Eu era ali, uma estaca fincada no entretempo, e o vento, essa substância fina e urgente, decidia atravessar-me. E o fazia sem cerimônia, com uma indiferença que, veja bem, era quase um bálsamo. Não era um abraço, longe disso. Era uma permissão para a leveza, um atestado de que, por um instante, eu não era mais densa que o ar que me vazava. Testemunhar essa passagem, o roçar da invisibilidade em mim, prometia, ou ao menos parecia prometer, um ínfimo alívio.
O suspiro veio, baixinho, quase um murmúrio que se recusava a ser som. Era um risco calculado, eu sei. O perigo de que, na vastidão de um salão cheio de nenhuns, alguém pudesse captar a frequência exata do que se desenrolava aqui dentro. Como se as pessoas tivessem a audácia – ou a melancolia – de decifrar o amontoado de pensamentos que se acumulavam, pedras vivas e silêncios pesados, no meu íntimo. O medo de ser lida é também o desejo secreto de ser enfim compreendida, mas só na medida em que a decifração não doesse.
Meus olhos, ah, os meus olhos. Eles se habituaram à escuridão da câmara interna, e por isso, conseguiam esse feito estranho: ver além da própria solidão. Não que a solidão se dissipasse; ela era o fundo, o papel de parede inevitável. Mas meus olhos viam as texturas, os veios dessa ausência, e neles, encontravam a vastidão que a solidão, por sua natureza, tentava aprisionar. Era um vasto deserto com estrelas muito antigas.
Já quis tanto. Um excesso de quereres que me deixava exausta, como quem corre atrás do próprio reflexo no espelho. Quis o sublime, o completo, o nome certo para a coisa errada.

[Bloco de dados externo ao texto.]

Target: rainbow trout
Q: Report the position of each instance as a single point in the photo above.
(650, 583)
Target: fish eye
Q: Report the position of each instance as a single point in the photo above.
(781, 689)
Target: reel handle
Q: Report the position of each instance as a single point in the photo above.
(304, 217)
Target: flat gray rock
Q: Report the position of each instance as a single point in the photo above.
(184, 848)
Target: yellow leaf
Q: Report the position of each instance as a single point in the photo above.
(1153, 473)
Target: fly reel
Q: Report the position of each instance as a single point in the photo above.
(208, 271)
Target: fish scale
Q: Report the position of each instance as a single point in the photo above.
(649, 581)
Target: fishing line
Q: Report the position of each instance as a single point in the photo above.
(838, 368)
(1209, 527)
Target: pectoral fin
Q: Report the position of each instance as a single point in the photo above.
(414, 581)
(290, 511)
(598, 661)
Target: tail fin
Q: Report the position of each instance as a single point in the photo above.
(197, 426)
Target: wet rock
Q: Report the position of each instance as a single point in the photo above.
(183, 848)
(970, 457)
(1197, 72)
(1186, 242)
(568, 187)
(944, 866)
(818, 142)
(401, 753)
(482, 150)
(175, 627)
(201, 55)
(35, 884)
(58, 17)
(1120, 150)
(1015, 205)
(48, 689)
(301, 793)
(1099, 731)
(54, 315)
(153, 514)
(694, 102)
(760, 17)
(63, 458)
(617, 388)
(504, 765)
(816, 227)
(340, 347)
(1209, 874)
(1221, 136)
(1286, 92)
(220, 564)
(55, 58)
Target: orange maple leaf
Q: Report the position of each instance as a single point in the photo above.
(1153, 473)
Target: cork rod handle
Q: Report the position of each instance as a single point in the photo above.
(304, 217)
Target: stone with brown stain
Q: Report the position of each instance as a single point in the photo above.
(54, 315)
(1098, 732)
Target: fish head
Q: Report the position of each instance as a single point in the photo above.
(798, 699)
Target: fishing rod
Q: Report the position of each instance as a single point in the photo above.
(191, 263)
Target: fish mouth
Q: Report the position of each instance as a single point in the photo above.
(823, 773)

Mas essa ânsia, essa antiga fúria de ser e ter, foi se dissolvendo no ar, como o vento que me atravessa.
Agora, neste instante de quase-vazio, o desejo se despojou. Tornou-se de uma simplicidade que beira a crueldade.
Ultimamente, e essa palavra ultimamente carrega o peso de todos os sempre que falharam, eu só quero ficar bem. Não a alegria de trombetas, não a epifania. Apenas a calma, a planície, a ausência de pontas. Que o vento me atravesse e me deixe, ao final, com essa superfície lisa do estar em paz.